Deciphering early crustal evolution using hafnium and tungsten isotopes

Abstract

Knowledge of the nature and petrogenesis of Earth's early crust is central to understanding the early Earth. Here I discuss Lu–Hf and Hf–W isotope systematics of Archean samples that extended our knowledge of early crustal evolution. Recent developments in laser ablation inductively coupled plasma mass spectrometry (LA-ICPMS) allow us to obtain precise and accurate Lu–Hf isotopic data for zircon with high spatial resolution. The application of LA-ICPMS zircon Lu–Hf isotopic analysis to 4.0–3.6 Ga Acasta gneisses from northwestern Canada revealed that some of the early Archean samples including the Earth's oldest known rocks have sub-chondritic initial ¹⁷⁶Hf/¹⁷⁷Hf, indicating reworking of pre-existing crust. The finding is consistent with the presence of zircon xenocrysts with U–Pb ages up to 4.2 Ga in the Acasta gneisses. The implications are that Hadean granitoid crust was more widespread than previously thought, and that it had significantly contributed to the genesis of the early Archean crust.
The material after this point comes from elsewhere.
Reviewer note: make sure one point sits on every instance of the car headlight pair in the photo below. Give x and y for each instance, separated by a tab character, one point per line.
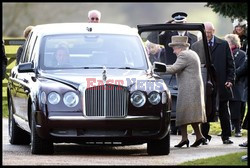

Recent high-precision W isotopic studies revealed positive ¹⁸²W anomalies of up to 0.15ε in ～3.8 Ga Itsaq rocks from West Greenland and 2.8 Ga Kostomuksha komatiites from Russia. I explored the geologic significance of the ¹⁸²W anomalies by combining with trace element and other isotopic data. In this context, the W isotopic data are interpreted to reflect early silicate differentiation events on Earth. Under the assumption that the bulk silicate Earth has a ～5% higher Sm/Nd than the chondrite average, the ¹⁸²W–¹⁴²Nd–¹⁴³Nd chronometry constrains the age of the source mantle differentiation for the Itsaq samples to 4.53–4.49 Ga. The age may reflect the timing of silicate differentiation during a sequence of magma ocean solidification.